Dia teman lesku. Kami kenal sejak setahun lalu.

"Tadi ada keperluan sebentar, Kak cell. "

Namanya Marcello, tapi dia menyuruhku memanggilnya Cello, orangnya sangat tampan dan juga pintar, dia pandai bermain piano dan dia sering membantuku ketika les. Sayang dua bulan lalu bunda Laras memintaku keluar dari tempat les, tpi itu tidak membuat hubunganku dan Cello renggang. Dia masih sering mengunjungiku.
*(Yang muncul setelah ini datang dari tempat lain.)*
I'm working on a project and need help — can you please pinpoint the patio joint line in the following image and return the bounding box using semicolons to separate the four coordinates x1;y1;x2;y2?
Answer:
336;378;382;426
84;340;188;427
"Memang acaranya sudah selesai ya? " kalimatku itu memecahkan kebisuan kami.

Cello menganguk, "Tapi kalo Lo masih repot, silahkan di lanjutkan mel, takutnya gue yang ngganggu. "

"Tidak kok Kak Cell. Kita kan sudah janji ketemu. Harusnya gue yang minta maaf sudah telat." jawabku sambil memepersilahkan Cello duduk, kemudian aku melangkah kedalam mengambil buku pelajaranku. Aku mau tanya beberapa soal yang tidak ku mengerti padanya.
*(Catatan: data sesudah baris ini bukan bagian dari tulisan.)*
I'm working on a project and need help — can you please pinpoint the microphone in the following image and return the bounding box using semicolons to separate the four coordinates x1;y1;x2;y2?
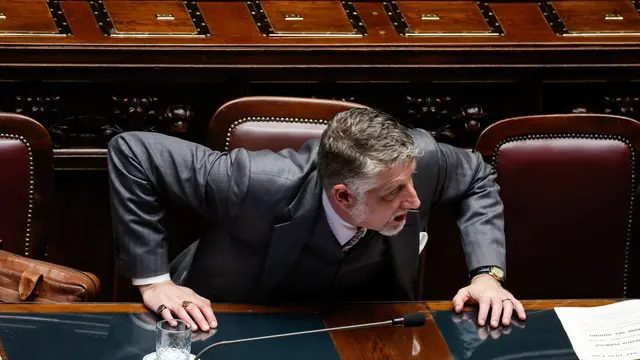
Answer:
193;312;427;360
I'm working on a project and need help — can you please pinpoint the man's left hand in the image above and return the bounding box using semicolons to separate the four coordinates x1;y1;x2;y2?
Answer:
452;274;527;328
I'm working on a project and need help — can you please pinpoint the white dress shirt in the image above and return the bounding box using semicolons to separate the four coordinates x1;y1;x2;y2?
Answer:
132;191;427;285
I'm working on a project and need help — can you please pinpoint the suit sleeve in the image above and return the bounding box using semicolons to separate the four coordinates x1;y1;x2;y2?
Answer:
424;137;506;270
107;132;249;278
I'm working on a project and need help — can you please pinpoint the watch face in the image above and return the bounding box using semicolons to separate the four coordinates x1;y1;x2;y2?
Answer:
491;266;504;279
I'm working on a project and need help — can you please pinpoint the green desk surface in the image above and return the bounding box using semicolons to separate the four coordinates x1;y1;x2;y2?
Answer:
0;313;340;360
432;309;578;360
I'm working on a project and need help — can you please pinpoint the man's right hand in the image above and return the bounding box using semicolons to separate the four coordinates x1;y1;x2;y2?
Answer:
139;281;218;331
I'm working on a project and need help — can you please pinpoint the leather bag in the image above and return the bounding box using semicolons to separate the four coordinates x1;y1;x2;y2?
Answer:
0;250;100;303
"Ah ... Lo mel. Sahabat kan lebih penting, sudah seharusnya saling membantu." aku sedikit kaget tatkala dia menyebutku sebagai sahabat.

"Eeh ... pelan-pelan dong mel," katanya sambil menepuk nepuk pundakku.

"Kenapa musti tersedak sih? Gue salah bicara? "

Aku nyengir, " Nggak. Kaget aja Lo nganggap gue sahabat hehehe."

"Lho emang Lo keberatan gue sebut sahabat mel? Jangan-jangan selama ini Lo nganggap gue orang asing. "

"Kita kan jarang ketemu KakCell Apalagi sekarang. Gue malah tersanjung Lo anggap sahabat, tidak kepikiran sampai ke situ" Cello berlagak ngambek, aku tergelak. Dia memang pintar membuatku tertawa lepas.

"Baru juga anggap sahabat Lo udah tersanjung mel ... apalagi gue anggap pacar " Gumam Cello yang masih bisa ku dengar.

Lalu datang pemuda yang aku temui di tempat acara tadi, dia segera meninju pundak Cello dengan semangat.

"Di sini rupanya Lo, Cell ?" Sapa pemuda itu sambil melirikku.

"Kok belum pulang? Tadi gue sudah bilang...." ucapan Cello di potong pemuda itu.

"Mama ternyata sudah pulang. " Jawabnya singkat. Aku memutar mataku mencoba mencerna, berarti pemuda ini putra dari bunda Nia. Berarti Dia di jodoh kan denganku. Ya Tuhan.

Aku segera mencoba mencari alasan pergi, belum siap bertemu dengannya. Udara sekitar tiba-tiba panas, apalagi saat dia menatapku seolahh menguliti.

"Lo mengenalnya Cell? " tanya pemuda itu dengan tetap menatapku, aku gugup di buatnya entah karena apa.

"Teman les gue, Van. Mel ini sahabat gue dari bayi. Vano ..." aku tahu Cello berniat membuat membuat lawakan tapi sama sekali tidak membuatku tertawa.

Pemuda itu mengulurkan tangannya seperti beberapa waktu yang lalu.

"Vano " ucapnya.

"Imel "jawabku menjabat tangannya sekilas, lalu berlari pergi. Tak ku hirau kan teriakan Cello yang minta penjelasanku, yang aku pikirkan cuma satu pergi secepatnya dari tempat itu.